The laundry room is on the first floor of the apartment building.  I put everything into the washing machine and came back upstairs, where I sat on the couch and stared out the window for a while.

While my clothes were washing, the sun went down and it got cold in my apartment.  There’s a central thermostat in the hallway that controls the temperature in all of the apartments, and it’s locked, so I couldn’t turn up the heat.

I realized that all my clothes and blankets were soaking wet in the washing machine and it would be at least another hour before they finished washing and went through the dryer.


And that’s when I found the socks.  I opened a drawer of the dresser in my bedroom, and there, all the way in the back, hiding in a dark corner, was a folded pair of white ankle socks that the woman who stayed in this apartment before me must have left behind.

I put the socks on, and in spite of the fact that they were a little too big and had that orange stain, they felt comforting and cozy and warm.

I wore them all night.  I woke up the next morning and padded to the kitchen to put on some coffee.  I tried to avoid seeing my reflection in the mirror hanging on the wall near the coffee pot because I felt so disheveled.  But at least I had to give myself a little credit-- I was standing upright, so that was a good start.


A few minutes later, I climbed back in bed with a steaming hot cup of coffee and my laptop.

As I was sitting in bed writing, my friend Reba called to check on me.

“What are you doing?” she asked. “I’m sitting in bed writing about my socks,” I said.

And then there was a long pause because, well, what do you say to that?

"I'm proud of you," she said.

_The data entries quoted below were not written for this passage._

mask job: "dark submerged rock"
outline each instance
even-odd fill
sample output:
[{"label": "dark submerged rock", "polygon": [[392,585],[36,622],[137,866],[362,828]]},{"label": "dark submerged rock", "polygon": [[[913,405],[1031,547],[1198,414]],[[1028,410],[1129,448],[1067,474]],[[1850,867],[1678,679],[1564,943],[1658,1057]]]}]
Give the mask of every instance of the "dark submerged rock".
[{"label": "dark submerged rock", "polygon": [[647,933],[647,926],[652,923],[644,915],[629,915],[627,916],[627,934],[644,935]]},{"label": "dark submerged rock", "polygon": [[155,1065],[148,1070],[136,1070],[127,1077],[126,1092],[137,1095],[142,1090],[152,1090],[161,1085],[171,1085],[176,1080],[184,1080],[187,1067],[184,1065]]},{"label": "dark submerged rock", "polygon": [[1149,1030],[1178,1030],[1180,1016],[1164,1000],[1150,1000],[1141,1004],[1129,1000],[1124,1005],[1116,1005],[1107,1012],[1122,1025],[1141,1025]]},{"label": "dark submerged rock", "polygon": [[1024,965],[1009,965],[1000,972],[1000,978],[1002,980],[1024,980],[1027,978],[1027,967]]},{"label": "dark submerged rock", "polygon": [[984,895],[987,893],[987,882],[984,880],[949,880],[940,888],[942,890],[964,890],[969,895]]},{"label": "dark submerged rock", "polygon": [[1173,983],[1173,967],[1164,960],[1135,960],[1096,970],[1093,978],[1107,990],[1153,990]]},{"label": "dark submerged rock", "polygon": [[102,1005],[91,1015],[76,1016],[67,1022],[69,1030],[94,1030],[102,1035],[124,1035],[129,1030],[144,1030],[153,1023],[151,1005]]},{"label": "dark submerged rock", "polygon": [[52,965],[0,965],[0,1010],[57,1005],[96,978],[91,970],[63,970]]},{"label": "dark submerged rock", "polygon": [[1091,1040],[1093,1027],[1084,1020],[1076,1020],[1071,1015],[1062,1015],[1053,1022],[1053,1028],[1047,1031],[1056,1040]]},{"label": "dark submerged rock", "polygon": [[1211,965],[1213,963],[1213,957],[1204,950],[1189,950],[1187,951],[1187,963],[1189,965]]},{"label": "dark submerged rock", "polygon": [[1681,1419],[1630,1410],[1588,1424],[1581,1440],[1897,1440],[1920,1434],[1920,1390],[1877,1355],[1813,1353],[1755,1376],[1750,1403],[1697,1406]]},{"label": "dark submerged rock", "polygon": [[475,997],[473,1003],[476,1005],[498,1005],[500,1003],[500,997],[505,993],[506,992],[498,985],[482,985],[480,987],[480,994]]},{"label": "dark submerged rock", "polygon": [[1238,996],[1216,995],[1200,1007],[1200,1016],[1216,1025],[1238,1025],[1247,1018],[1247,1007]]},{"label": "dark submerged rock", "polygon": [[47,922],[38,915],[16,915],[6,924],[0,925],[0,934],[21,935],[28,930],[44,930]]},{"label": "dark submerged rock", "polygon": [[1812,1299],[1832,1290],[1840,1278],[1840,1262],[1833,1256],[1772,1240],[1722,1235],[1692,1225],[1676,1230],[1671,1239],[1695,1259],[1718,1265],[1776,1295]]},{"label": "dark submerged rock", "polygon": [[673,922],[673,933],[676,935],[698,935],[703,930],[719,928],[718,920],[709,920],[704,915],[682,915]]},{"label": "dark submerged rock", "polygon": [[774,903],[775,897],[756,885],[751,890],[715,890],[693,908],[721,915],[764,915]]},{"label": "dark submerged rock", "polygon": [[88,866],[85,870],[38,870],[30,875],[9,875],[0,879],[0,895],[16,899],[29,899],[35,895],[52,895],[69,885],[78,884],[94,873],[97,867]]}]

And it meant a lot coming from her.  She's the friend who says that courage is dreams with shoes on.  She knows the pain and the power of finding footwear to move forward in times of crisis.

All yesterday morning, I found myself contemplating those white socks a lot.

If courage is dreams with shoes on, I thought, maybe hope is courage with socks on. 

As I thought about the socks, I also thought about the woman who lived in this apartment before me.  The woman who left these socks behind.

I don’t know her name or the details of her situation, but I know she came here in trouble, in distress, in crisis.

And it gives me hope that at some point, she got out of bed, packed up her clothes, opened that bullet-proof door, and walked back into the world.

It gives me hope that maybe, just maybe, I can, too.